Yetişkinler yaşlarının ilerlediği ve belirlediği olgunluklar çerçevesinde, üniversite hayatı, iş-ev hayali kurarlar. –Bazıları, ki yine en çok rastladığım kesim bu, erkek/kız avcılığına devam ederler.

Yaşlılar... ne zaman öleceğim de kurtulacağım derdinden çok, eskilere dönebilme hayali içerisindedirler.

Şu durumda kendimi hangi kesime koyabilirim ki?

Her insanın içinde bir çocuk vardır ama konumuz kesinlikle bu değil.

Ergen değildim bir kere. Tamam, belirli aralıklarla dinlediğim müzik grupları var ama hiçbir zaman 'ergence' hayallerim olmadı.

Ah, belki Channing Tatum ile evlenme hayali kurmuş olabilirim. Birazcık.

Ama kesinlikle erkek avcısı bir kız olmadım. Tanrıya şükür!

Zaten erken yaşta olgunlaştım da denebilir... Babamın getirdiği sorunlar yetmiyormuş gibi, kız kardeşimin sağlık sorunu – hala kanser demeyi beceremiyorum- ve lanet kulübün yetkilerinin bana geçmesi, beni olduğumdan daha fazla olgunlaştırmıştı.

Ayrıca yetişkin kesimde de değildim.

Elbette, üniversite hayallerim vardı ama kendimi yetişkin görmeye yetecek kadar ayrıntılı planlarım yoktu.

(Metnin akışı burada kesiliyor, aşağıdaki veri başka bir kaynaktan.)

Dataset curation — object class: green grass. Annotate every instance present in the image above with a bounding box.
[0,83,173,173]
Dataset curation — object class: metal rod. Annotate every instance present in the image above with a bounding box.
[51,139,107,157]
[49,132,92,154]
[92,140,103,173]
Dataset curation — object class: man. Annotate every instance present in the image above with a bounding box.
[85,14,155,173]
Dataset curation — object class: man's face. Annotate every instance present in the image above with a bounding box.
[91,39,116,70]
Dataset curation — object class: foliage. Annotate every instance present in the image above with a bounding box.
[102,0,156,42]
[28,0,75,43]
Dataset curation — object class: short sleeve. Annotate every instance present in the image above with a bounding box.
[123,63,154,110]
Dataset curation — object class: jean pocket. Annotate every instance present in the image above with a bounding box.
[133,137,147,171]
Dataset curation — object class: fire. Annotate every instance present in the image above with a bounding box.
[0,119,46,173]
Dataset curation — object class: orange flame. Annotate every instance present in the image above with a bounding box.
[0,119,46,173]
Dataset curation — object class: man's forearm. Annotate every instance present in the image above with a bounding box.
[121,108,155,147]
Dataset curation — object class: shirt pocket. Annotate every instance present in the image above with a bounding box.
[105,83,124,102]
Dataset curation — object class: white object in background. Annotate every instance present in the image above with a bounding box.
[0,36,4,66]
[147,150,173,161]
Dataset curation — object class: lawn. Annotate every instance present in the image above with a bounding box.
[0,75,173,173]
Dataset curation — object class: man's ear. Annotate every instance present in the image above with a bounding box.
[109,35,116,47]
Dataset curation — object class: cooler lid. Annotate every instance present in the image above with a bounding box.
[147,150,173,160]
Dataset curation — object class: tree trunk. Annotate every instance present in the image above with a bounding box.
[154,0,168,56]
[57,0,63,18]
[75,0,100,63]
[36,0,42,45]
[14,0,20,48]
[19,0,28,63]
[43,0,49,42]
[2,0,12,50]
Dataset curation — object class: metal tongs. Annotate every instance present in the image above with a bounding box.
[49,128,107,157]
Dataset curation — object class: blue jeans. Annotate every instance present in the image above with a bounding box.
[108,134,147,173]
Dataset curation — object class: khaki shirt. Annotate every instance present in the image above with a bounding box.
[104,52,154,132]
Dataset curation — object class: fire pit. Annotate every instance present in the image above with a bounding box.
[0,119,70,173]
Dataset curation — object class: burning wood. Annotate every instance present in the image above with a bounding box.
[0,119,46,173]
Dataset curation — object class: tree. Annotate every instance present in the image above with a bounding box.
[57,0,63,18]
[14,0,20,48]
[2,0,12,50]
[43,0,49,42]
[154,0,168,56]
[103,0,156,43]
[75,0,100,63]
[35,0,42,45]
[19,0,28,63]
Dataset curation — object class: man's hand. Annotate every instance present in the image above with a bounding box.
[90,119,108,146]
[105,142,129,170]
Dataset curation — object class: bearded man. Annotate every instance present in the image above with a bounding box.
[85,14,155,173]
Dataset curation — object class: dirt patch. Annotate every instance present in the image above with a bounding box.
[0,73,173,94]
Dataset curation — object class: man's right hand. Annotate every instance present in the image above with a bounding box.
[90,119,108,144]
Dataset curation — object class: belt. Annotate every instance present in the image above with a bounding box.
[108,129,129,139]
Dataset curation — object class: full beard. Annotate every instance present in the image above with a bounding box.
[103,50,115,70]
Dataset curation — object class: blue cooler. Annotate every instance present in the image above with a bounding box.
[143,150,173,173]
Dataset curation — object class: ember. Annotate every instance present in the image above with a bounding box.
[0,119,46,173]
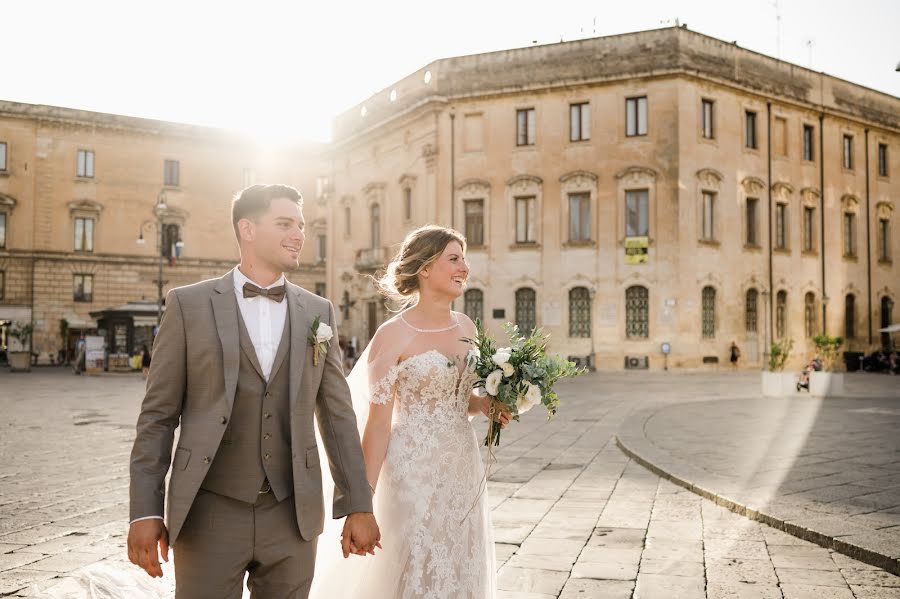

Sanırım ben ortadaydım. Ergen ve yetişkin kesiminin tam ortasında.

''Orta şekerli kahveniz,'' Önüme koyulan ve sıcak olduğu üstünde tüten kesik dumandan anlaşılan, yeşil renkteki kupa bardağa baktım.

Kadın çalışana gülümsedim, ''Teşekkürler.''

Kulübe uğramayalı aylar oluyordu ve haliyle imzalanacak tüm o gereksiz şeylerde birikmişti.

Ve.. sanırım Tessa da yeni çalışanlar işe almıştı. Bazılarını hiç tanımıyordum. Mesela bu minyon yüzlü, kızıl saçlı, orta yaşlı kadını tanımadığım gibi.

Kadın odadan çıkarken, ben de önümde imzalanmayı bekleyen onlarca belgelere döndüm.

Açıkçası okumak için fazla vaktim yoktu. Yarım saat sonra dersim başlıyordu ve o dersten bir sonraki gün sınavım vardı.

''Ah, gelmişsin!'' Tessa'nın nefes nefese olan sesini duyduğumda kafamı kaldırdım ve yapmacık bir şekildeki 'sende hoş geldin,' gülümsememi takındım.

Altın sarısı saçlarını geriye doğru atıp, masanın karşısına oturduğunda, ''Bu belgelerin hepsi önemli mi?'' diye sordum.

Çaresizliğe bürünmüş ses tonum onu gülümsetti. Benim aksime o doğaldı. Sahi, ben de bir gün böyle, gerçekten gülümseyebilecek miydim?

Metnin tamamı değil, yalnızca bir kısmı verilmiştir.